By then there had been rumors on the floor about a "dream ticket" of Ronald Reagan and Jerry Ford — which, until that afternoon, most of us had found hard to take seriously. Why in the world would a man who'd been No. 1 want to be No. 2? Walter soon found out.
In perhaps his finest interview, Cronkite speedily pried Ford's availability for the number two post out of him. It started with the former president shrugging off the rumors. As Cronkite probed, however, Ford displayed detailed expertise on the constitutional issues involved in such a ticket (he and Reagan were both domiciled in California). Mrs. Ford was then drawn into a discussion of how she would decorate the country's new vice presidential mansion (there was none when Ford had formerly held the post). She had obviously given it some thought already.

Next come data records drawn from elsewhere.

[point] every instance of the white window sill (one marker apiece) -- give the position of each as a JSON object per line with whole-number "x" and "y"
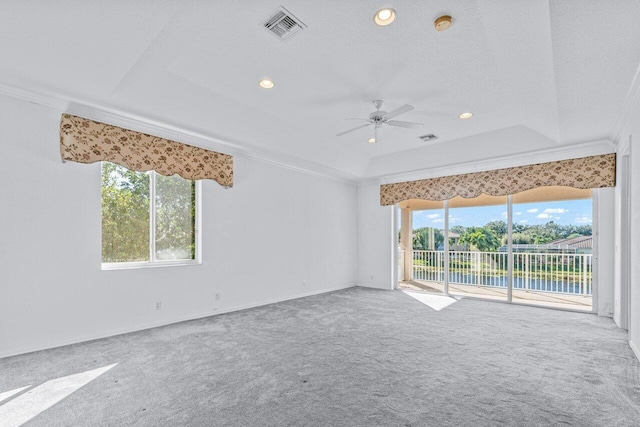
{"x": 146, "y": 264}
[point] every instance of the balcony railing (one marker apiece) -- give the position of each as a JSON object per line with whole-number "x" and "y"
{"x": 557, "y": 273}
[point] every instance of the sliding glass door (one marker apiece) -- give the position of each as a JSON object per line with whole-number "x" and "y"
{"x": 534, "y": 247}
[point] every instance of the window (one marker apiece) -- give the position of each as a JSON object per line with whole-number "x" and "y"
{"x": 147, "y": 218}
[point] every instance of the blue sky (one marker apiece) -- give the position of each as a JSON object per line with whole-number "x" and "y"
{"x": 576, "y": 212}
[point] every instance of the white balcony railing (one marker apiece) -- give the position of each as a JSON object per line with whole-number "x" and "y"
{"x": 558, "y": 273}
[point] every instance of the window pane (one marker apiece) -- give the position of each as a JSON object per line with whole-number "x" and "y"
{"x": 175, "y": 218}
{"x": 552, "y": 246}
{"x": 478, "y": 262}
{"x": 125, "y": 214}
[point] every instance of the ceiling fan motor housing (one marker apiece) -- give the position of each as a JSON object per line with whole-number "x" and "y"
{"x": 377, "y": 116}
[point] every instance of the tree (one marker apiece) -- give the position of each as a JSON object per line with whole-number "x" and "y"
{"x": 126, "y": 220}
{"x": 480, "y": 238}
{"x": 458, "y": 229}
{"x": 500, "y": 228}
{"x": 125, "y": 214}
{"x": 421, "y": 239}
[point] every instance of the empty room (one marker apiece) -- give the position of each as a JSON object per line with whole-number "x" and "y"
{"x": 357, "y": 213}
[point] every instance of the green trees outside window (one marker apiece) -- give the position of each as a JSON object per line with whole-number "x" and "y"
{"x": 147, "y": 217}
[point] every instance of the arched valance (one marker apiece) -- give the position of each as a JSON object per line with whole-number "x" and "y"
{"x": 586, "y": 172}
{"x": 86, "y": 141}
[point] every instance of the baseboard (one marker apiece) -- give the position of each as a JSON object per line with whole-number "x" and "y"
{"x": 150, "y": 325}
{"x": 635, "y": 349}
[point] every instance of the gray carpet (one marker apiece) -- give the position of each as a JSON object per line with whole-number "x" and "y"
{"x": 357, "y": 357}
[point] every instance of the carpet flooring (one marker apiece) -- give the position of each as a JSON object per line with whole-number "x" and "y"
{"x": 358, "y": 357}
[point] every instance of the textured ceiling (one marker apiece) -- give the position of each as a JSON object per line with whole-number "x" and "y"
{"x": 536, "y": 74}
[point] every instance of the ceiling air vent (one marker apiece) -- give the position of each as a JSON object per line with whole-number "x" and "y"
{"x": 428, "y": 138}
{"x": 283, "y": 24}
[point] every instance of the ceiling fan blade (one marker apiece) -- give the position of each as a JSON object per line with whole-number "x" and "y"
{"x": 410, "y": 125}
{"x": 351, "y": 130}
{"x": 401, "y": 110}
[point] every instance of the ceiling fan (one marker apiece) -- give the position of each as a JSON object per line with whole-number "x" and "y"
{"x": 379, "y": 118}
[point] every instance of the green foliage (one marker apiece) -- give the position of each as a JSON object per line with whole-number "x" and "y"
{"x": 175, "y": 218}
{"x": 500, "y": 228}
{"x": 126, "y": 217}
{"x": 480, "y": 238}
{"x": 421, "y": 239}
{"x": 125, "y": 214}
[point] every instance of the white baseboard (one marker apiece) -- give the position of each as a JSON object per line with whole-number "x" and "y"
{"x": 635, "y": 349}
{"x": 120, "y": 331}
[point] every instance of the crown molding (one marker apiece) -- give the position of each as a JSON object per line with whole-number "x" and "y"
{"x": 585, "y": 149}
{"x": 624, "y": 118}
{"x": 71, "y": 104}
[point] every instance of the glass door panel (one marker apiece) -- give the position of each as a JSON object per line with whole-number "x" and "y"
{"x": 478, "y": 257}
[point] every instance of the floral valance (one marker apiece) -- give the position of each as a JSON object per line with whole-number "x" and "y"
{"x": 586, "y": 172}
{"x": 86, "y": 141}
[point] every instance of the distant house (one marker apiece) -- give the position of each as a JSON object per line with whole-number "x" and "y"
{"x": 574, "y": 245}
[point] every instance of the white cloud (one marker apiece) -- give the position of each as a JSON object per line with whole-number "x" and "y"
{"x": 583, "y": 220}
{"x": 556, "y": 210}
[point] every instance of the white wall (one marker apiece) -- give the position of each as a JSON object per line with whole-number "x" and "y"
{"x": 277, "y": 234}
{"x": 604, "y": 221}
{"x": 627, "y": 142}
{"x": 375, "y": 239}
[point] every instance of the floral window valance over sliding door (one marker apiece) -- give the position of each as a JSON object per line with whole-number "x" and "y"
{"x": 86, "y": 141}
{"x": 586, "y": 172}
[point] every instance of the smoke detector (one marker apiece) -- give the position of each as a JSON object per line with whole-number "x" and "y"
{"x": 442, "y": 23}
{"x": 428, "y": 138}
{"x": 283, "y": 24}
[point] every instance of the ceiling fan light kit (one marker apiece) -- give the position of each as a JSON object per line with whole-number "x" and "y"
{"x": 442, "y": 23}
{"x": 380, "y": 117}
{"x": 384, "y": 17}
{"x": 266, "y": 83}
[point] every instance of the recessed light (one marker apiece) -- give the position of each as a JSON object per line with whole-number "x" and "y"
{"x": 384, "y": 16}
{"x": 442, "y": 23}
{"x": 266, "y": 84}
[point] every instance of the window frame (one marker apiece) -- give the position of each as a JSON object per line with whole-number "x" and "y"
{"x": 153, "y": 262}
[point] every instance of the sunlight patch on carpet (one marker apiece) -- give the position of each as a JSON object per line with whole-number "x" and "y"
{"x": 437, "y": 302}
{"x": 7, "y": 394}
{"x": 23, "y": 408}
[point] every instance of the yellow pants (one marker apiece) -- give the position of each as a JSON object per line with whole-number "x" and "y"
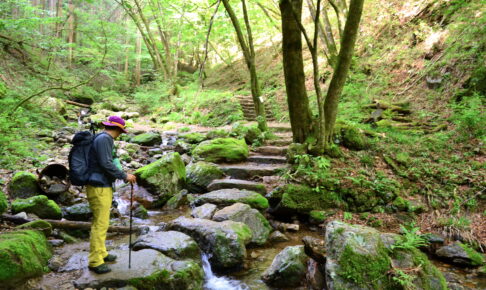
{"x": 99, "y": 199}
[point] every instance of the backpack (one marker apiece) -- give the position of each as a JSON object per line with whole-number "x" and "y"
{"x": 79, "y": 158}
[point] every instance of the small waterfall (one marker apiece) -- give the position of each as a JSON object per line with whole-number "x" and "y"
{"x": 219, "y": 283}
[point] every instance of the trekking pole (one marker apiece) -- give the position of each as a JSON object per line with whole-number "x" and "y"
{"x": 130, "y": 231}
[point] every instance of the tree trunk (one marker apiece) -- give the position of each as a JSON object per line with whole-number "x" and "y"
{"x": 298, "y": 102}
{"x": 249, "y": 55}
{"x": 338, "y": 80}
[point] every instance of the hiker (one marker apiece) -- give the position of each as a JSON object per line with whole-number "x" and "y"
{"x": 103, "y": 172}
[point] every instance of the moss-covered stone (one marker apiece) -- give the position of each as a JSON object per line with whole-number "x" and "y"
{"x": 39, "y": 205}
{"x": 193, "y": 138}
{"x": 302, "y": 199}
{"x": 164, "y": 177}
{"x": 350, "y": 136}
{"x": 200, "y": 175}
{"x": 3, "y": 202}
{"x": 40, "y": 225}
{"x": 23, "y": 254}
{"x": 23, "y": 184}
{"x": 221, "y": 150}
{"x": 147, "y": 139}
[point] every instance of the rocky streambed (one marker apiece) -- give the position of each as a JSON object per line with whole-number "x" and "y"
{"x": 202, "y": 212}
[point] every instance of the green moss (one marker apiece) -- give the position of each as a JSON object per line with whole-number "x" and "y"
{"x": 222, "y": 150}
{"x": 23, "y": 184}
{"x": 476, "y": 258}
{"x": 40, "y": 225}
{"x": 39, "y": 205}
{"x": 193, "y": 138}
{"x": 363, "y": 269}
{"x": 23, "y": 254}
{"x": 3, "y": 202}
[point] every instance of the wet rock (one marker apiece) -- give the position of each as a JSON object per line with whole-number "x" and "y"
{"x": 225, "y": 197}
{"x": 78, "y": 212}
{"x": 200, "y": 174}
{"x": 150, "y": 270}
{"x": 176, "y": 245}
{"x": 39, "y": 205}
{"x": 460, "y": 254}
{"x": 288, "y": 268}
{"x": 240, "y": 212}
{"x": 221, "y": 150}
{"x": 205, "y": 211}
{"x": 39, "y": 225}
{"x": 23, "y": 185}
{"x": 360, "y": 257}
{"x": 225, "y": 241}
{"x": 315, "y": 248}
{"x": 147, "y": 139}
{"x": 24, "y": 254}
{"x": 177, "y": 200}
{"x": 164, "y": 178}
{"x": 278, "y": 237}
{"x": 315, "y": 277}
{"x": 3, "y": 202}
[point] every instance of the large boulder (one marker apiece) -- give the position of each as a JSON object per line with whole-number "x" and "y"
{"x": 224, "y": 241}
{"x": 301, "y": 199}
{"x": 222, "y": 150}
{"x": 39, "y": 205}
{"x": 3, "y": 202}
{"x": 360, "y": 257}
{"x": 150, "y": 270}
{"x": 240, "y": 212}
{"x": 23, "y": 184}
{"x": 147, "y": 139}
{"x": 288, "y": 268}
{"x": 200, "y": 174}
{"x": 164, "y": 177}
{"x": 225, "y": 197}
{"x": 78, "y": 212}
{"x": 176, "y": 245}
{"x": 23, "y": 254}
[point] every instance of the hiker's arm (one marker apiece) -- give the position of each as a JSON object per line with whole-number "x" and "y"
{"x": 105, "y": 159}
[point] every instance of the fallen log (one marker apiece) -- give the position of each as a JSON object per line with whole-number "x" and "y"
{"x": 72, "y": 225}
{"x": 77, "y": 104}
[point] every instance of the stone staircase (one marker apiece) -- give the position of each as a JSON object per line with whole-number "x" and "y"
{"x": 248, "y": 109}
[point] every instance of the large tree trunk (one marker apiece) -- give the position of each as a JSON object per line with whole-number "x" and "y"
{"x": 249, "y": 55}
{"x": 338, "y": 80}
{"x": 298, "y": 102}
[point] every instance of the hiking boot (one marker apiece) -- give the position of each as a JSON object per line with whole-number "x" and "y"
{"x": 110, "y": 258}
{"x": 101, "y": 269}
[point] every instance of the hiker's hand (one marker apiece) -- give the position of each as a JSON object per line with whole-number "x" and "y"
{"x": 131, "y": 178}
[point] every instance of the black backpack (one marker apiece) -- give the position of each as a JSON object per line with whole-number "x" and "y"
{"x": 79, "y": 158}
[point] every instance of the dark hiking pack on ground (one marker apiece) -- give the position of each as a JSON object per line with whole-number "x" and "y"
{"x": 79, "y": 158}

Worse still for the architects of a Reagan-Ford ticket was a phrase in a memo I'd sent Walter summarizing the deal being negotiated between the Reagan campaign's Ed Meese and Bill Casey and, representing Ford, Alan Greenspan and Henry Kissinger. "What seems to be under consideration," I wrote, "was a sort of co-presidency."

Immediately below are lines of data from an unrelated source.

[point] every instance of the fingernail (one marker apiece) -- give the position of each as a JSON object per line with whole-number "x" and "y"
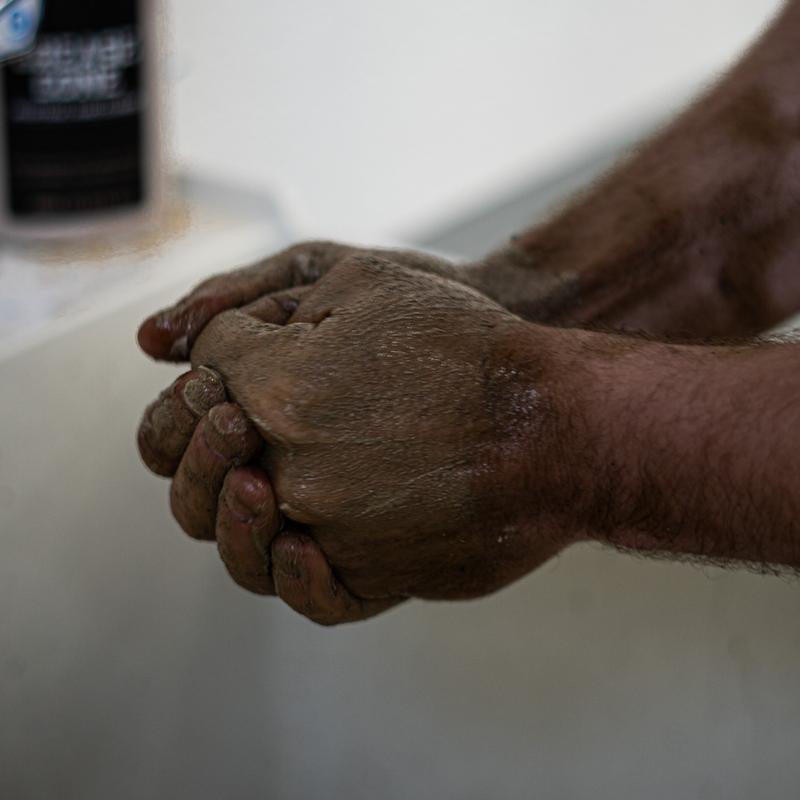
{"x": 238, "y": 509}
{"x": 203, "y": 393}
{"x": 180, "y": 349}
{"x": 227, "y": 420}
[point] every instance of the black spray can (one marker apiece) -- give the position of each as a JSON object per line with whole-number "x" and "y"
{"x": 79, "y": 130}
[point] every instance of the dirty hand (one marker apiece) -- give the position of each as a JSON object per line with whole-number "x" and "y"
{"x": 407, "y": 430}
{"x": 170, "y": 334}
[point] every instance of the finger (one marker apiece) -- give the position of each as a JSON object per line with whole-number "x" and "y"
{"x": 306, "y": 583}
{"x": 223, "y": 439}
{"x": 277, "y": 308}
{"x": 247, "y": 521}
{"x": 230, "y": 343}
{"x": 169, "y": 422}
{"x": 349, "y": 277}
{"x": 170, "y": 334}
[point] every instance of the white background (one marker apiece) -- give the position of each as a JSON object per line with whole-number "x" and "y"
{"x": 378, "y": 117}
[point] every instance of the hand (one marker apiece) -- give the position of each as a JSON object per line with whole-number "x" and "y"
{"x": 401, "y": 427}
{"x": 170, "y": 334}
{"x": 173, "y": 437}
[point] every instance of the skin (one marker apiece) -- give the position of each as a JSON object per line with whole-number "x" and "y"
{"x": 456, "y": 447}
{"x": 693, "y": 236}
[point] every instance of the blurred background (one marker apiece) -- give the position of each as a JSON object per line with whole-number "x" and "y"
{"x": 131, "y": 667}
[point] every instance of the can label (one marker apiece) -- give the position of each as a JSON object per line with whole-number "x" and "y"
{"x": 74, "y": 113}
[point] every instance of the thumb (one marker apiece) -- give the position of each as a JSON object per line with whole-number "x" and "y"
{"x": 228, "y": 340}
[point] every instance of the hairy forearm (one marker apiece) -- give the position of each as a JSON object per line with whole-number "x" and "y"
{"x": 697, "y": 233}
{"x": 694, "y": 450}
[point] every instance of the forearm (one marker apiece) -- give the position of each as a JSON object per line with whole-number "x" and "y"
{"x": 697, "y": 233}
{"x": 694, "y": 450}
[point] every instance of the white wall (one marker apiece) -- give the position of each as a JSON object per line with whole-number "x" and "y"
{"x": 380, "y": 117}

Under it, Ford (with a little help, presumably, from Kissinger) would have special responsibility for defense and foreign policy. When Cronkite ran that "sort of co-presidency" past the former president, Ford readily took the bait and went on to draw the parameters of such a role. An appalled Reagan called Ford, pressed him for an immediate acceptance without conditions and, apparently to his relief, was turned down.
More recently, the highlight moments with presidents have been fewer. But hey, the millennium is young.